REST source

This is a data source that can communicate with a REST service that produce JSON output using HTTP requests. The REST source supports both pagination as part of the response body or pagination in the form of header properties after the RFC 5988 specifcation . It optionally supports continuation both as a query parameter or as header property.

Note that by default the REST source will only attempt to parse responses with content-type “application/json”, if the REST API provides other types of valid JSON, you can specify which in the json_content_types property of the associated REST system.

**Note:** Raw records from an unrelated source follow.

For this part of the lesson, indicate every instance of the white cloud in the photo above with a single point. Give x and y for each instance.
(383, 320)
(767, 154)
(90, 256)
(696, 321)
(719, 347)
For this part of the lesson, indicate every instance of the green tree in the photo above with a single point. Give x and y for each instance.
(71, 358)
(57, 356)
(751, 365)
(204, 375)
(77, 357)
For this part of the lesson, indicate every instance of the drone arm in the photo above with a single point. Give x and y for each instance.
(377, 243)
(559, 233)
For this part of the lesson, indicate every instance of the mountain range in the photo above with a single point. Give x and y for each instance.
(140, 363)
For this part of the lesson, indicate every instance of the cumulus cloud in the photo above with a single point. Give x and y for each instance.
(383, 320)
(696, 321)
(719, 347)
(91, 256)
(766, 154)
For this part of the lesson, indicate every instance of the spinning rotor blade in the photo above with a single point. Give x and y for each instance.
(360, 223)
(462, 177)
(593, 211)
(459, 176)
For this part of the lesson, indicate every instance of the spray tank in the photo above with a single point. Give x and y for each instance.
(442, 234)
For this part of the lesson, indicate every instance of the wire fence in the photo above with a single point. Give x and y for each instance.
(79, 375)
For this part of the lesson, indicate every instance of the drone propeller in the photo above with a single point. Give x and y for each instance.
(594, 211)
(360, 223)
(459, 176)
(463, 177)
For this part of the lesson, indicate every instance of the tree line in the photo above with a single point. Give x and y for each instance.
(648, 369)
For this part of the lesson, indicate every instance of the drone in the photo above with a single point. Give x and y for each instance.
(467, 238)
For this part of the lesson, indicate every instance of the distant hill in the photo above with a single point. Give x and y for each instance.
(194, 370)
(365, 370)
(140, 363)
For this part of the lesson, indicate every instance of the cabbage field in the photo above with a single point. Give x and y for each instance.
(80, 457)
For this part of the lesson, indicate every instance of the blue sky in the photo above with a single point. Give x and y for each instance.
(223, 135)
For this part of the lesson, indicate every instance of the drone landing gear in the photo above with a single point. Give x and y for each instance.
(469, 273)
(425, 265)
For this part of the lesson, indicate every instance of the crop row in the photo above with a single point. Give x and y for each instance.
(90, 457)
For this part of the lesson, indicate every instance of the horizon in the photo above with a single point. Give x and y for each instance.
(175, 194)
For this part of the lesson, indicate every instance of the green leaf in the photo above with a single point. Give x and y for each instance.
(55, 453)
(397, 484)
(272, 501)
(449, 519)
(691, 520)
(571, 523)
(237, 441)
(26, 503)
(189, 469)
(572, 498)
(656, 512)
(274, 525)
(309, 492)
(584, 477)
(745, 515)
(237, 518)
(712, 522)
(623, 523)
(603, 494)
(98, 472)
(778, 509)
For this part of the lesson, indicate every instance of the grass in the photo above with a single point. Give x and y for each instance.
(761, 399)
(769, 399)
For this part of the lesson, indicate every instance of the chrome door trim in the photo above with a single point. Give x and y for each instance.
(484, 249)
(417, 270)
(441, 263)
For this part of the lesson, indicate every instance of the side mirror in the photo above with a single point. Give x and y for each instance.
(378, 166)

Responses which aren’t recognised as JSON will make the REST source emit “empty” entities with a property containing the raw response body and - optionally - the content-type of the response for further processing with DTL and/or HTTP or REST transform(s).

Prototype

{
    "type": "rest",
    "system" : "rest-system",
    "operation": "the-default-operation",
    "properties": {
       "the-default": "properties"
    },
    "payload": {
       "the-default": "payload"
    },
    "rate_limiting_retries": 3,
    "rate_limiting_delay": 60,
    "response_property": "the-property-name-to-put-the-response-in",
    "response_include_content_type": false,
    "payload_property": "the-property-the-response-resides-in",
    "id_expression": "{{ jinja_expression_for_the_id.property }}",
    "updated_expression": "{{ jinja_expression_for_the_updated_property }}",
    "since_property_name": "name-of-since-property",
    "since_property_location": "where-to-put-since-param"
}

Properties

Property

Type

Description

Default

Req

system

String

The id of the REST system to use.

Yes

operation

String

The id of the operation to use.

Yes

operations

Object

An object containing the registered operations allowed for the operation specified. See the Operation properties section for details. Note that you can also define an operations property on the REST system. If present both places then the source version will take precedence. You need to specify an operations section in at least one of them. If multiple pipes use the same operation configuration you should consider storing it on the system so they can be reused. Note that secrets are only allowed in the operations property defined on the system.

properties

Object

Any non-payload properties you need can be specified in the properties property. You can then address these properties in the Jinja templates for the operation or source using a “{{ properties.key_name }}” syntax.

payload

Object, string or array

The value to use as payload for the operation. Note that this property can be defined in the specified operation section of the REST system as well, with the one on the source configuration taking precedence if defined both places. This property supports the Jinja template (https://palletsprojects.com/p/jinja/) syntax with the named variables properties, url, request_params, since and headers available to the template. If the operation supports paging then previous_body, previous_request_headers, previous_params and previous_headers (response headers) are available for all page requests except the first. In addition page (integer, starting at 0) and is_first_page (a boolean flag) are available for all requests in paged operations. Tip: use Jinja’s “is defined” tests for these variables to set default values for the first page.

response_property

String

The name of the property to put the response in when emitting entities. Note that this property can be defined in the specified operation section of the REST system as well. The source configuration will take precedence if defined.

response_headers_property

String

The name of the property to put the response headers in when emitting entities. Note that this property can be defined in the REST system operation configuration as well. The configuration in the source will take precedence if both are defined.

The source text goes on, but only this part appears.